O único relato sobre São Bartolomeu que o Evangelho nos apresenta é o de que nosso Salvador o associou aos homens por Ele chamados de Apóstolos e escolhidos para converter a humanidade [i]. Por isso, seguiu com os demais o Divino Mestre e aprendeu dele a doutrina que depois pregou às nações. Segundo autores confiáveis, a vida deste santo após a Ascensão de Cristo é descrita assim:

Depois que o Espírito Santo desceu sobre os Santos Apóstolos e eles se dispersaram para pregar o Evangelho ao mundo inteiro, São Bartolomeu foi enviado à Índia Oriental e aos países vizinhos. Enfrentando grandes dificuldades, percorreu cidades e aldeias, convertendo por todos os lados grande número de pagãos.

Após ter providenciado sacerdotes para todos esses lugares, Bartolomeu viajou para a Grande Armênia. Chegando à capital deste país, dirigiu-se primeiramente ao grande templo do ídolo Astarote, onde encontrou um grande número de cegos, surdos, coxos e outros deficientes, que rezavam a esse deus para que lhes restituísse a saúde. Alguns eram socorridos, outros não. Este demônio — como confessou depois, por ordem de São Bartolomeu —, primeiro tornava essas pessoas cegas, surdas ou coxas, por meio de feitiçaria ou outros meios, e quando elas procuravam ajuda em seu templo, destruía o feitiço lançado sobre elas; ou simplesmente usava meios naturais para restaurar sua saúde, enquanto elas acreditavam que seu deus as tinha ajudado. 

Satanás também costumava falar por meio da imagem desse ídolo e responder àqueles que o questionavam. Mas bastou o Santo Apóstolo entrar no templo para que o demônio se calasse e não dissesse uma só palavra. Este silêncio era incompreensível para os armênios, que foram perguntar ao ídolo de outro templo a sua causa.

Pela boca da outra imagem, Satanás disse que Bartolomeu, um Apóstolo do verdadeiro Deus, era o responsável por calar o ídolo anterior, e que o mesmo lhe aconteceria assim que o santo entrasse em seu templo. O sacerdote idólatra desejava saber por que meios poderiam reconhecer aquele homem, e o diabo descreveu-o minuciosamente, acrescentando que ele rezava cem vezes durante o dia e o mesmo número de vezes durante a noite.

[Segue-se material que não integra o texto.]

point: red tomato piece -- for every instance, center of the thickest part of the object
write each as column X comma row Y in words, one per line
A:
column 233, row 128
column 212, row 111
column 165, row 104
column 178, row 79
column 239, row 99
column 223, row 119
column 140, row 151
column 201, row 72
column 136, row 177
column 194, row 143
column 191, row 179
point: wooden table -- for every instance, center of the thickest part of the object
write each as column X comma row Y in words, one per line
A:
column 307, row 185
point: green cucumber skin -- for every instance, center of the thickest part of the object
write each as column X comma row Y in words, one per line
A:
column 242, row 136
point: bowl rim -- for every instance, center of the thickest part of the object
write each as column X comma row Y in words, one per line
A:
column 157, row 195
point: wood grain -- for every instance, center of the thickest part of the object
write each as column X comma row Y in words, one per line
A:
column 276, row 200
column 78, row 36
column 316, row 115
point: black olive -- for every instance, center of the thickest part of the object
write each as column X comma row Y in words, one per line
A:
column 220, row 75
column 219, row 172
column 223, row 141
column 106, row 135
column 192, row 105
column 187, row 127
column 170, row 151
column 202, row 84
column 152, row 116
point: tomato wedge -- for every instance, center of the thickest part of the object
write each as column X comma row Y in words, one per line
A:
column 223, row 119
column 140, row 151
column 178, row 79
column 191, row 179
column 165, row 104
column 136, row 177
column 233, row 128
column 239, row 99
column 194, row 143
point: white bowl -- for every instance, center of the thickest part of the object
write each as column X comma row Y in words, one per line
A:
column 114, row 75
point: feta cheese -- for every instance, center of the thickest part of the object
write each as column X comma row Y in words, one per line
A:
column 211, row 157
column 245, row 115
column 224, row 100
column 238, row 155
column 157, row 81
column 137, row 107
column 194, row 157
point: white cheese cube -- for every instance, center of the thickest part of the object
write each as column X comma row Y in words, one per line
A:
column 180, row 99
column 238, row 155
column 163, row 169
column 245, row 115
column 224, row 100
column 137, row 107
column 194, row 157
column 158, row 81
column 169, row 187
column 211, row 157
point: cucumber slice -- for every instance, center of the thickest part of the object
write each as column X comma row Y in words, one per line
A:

“O esfolamento de São Bartolomeu” — anônimo, atribuído à Escola Portuguesa.

Os pagãos foram imediatamente à procura de São Bartolomeu, e o encontraram logo depois de ele ter libertado um homem possuído pelo demônio: enquanto era exorcizado, Satanás gritava bem alto que as orações do Apóstolo o atormentavam e, assim, era obrigado a ceder. Depois que os idólatras conheceram o santo, começaram a pensar no que fazer com ele.

Enquanto isso, o rei Polímio, cuja filha também estava possuída pelo Maligno, e que tinha ouvido falar da libertação da pessoa mencionada acima, enviou uma mensagem ao Apóstolo, pedindo-lhe humildemente que viesse libertar sua filha da mesma forma. Bartolomeu fez uma breve oração, e depois ordenou a Satanás, em nome de Jesus Cristo, que deixasse o corpo do possesso, o que aconteceu instantaneamente.

A alegria do rei e de toda a corte, assim como o espanto do povo da cidade, foram indescritivelmente grandes. Em sinal de gratidão para com o santo, o rei ofereceu-lhe uma grande soma de dinheiro e muitos outros presentes. São Bartolomeu não aceitou nada, e disse: “Não estou aqui para procurar ouro e prata, mas para converter o povo e levar as almas ao conhecimento da verdadeira fé e ao Céu.” 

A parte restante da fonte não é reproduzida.